Walk up the Triangle Gully (recommended) or along the Coalpit Buttress. Where the Coalpit wraps around into the Triangle wall gully there is a flat spot under a roof with some ferns growing. The start is to the right of this roof


#0 - #4 Metoilus, #.5 to # 4 Camalot. QD's, lot's of shoulder slings very helpful. Helmet.

70m rope mandatory for rapping or 2 65 meter ropes which will minimize the raps by 2 or 3.

If rapping with a 70m from the top one must keep an eye out for the pine tree on the 1st rap over to the right. Then after 2 more raps you have to make a diagonal-ing rap back over the What the F%*K pitch. Then make the short annoying rap back to the top of the 4th. From here it's straight forward.

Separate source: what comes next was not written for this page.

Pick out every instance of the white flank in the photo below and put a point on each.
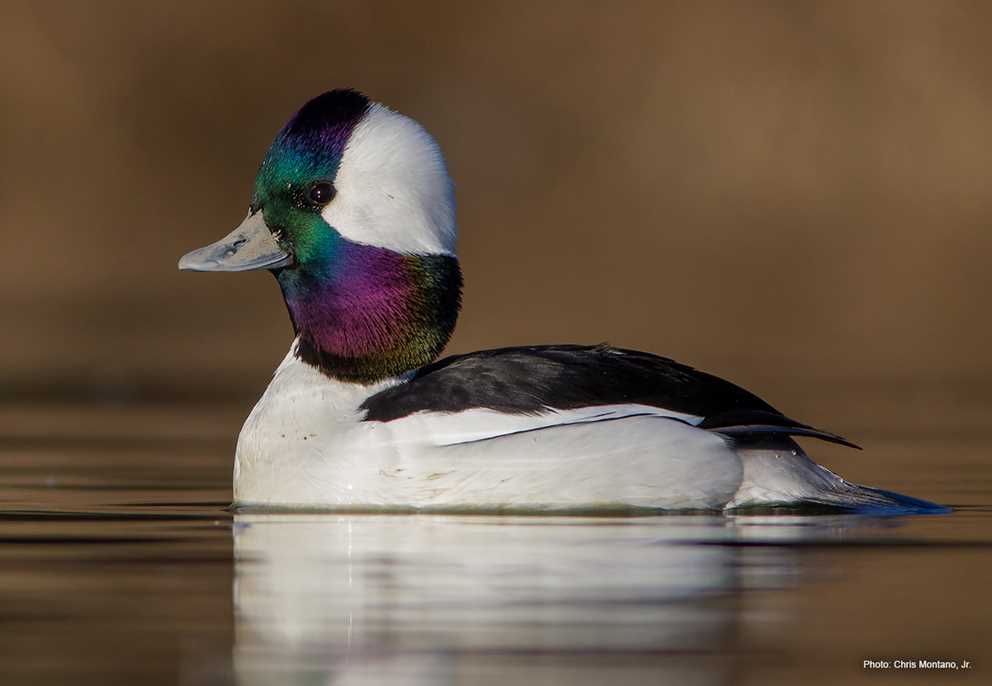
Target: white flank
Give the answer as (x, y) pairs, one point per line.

3 lead bolts and 20 pitons


The climbing is OK, very dirty (which would clean up with more climbs)

most of the pitches have one or two moves at the grade and then are pretty easy for the rest of the pitch.

Finding the start was a bit hard. Look closely at the color photo. There are a couple other routes to the left that have some bolts going through a roof.

The last pitch description says a lot about keeping right... The line on the map is more useful. Climb the obvious slab to the LEFT of the anchor and keep working LEFT until you hit the bolt. Then work back right to the chains which are on a nice ledge above a small pine tree right in the middle of the face.

All but one anchor is bolted.

Decent: We rapped the route with 2 60m ropes. We rapped pitch 7, pitch 6, pitches 3-5, pitch 2, and pitch 1.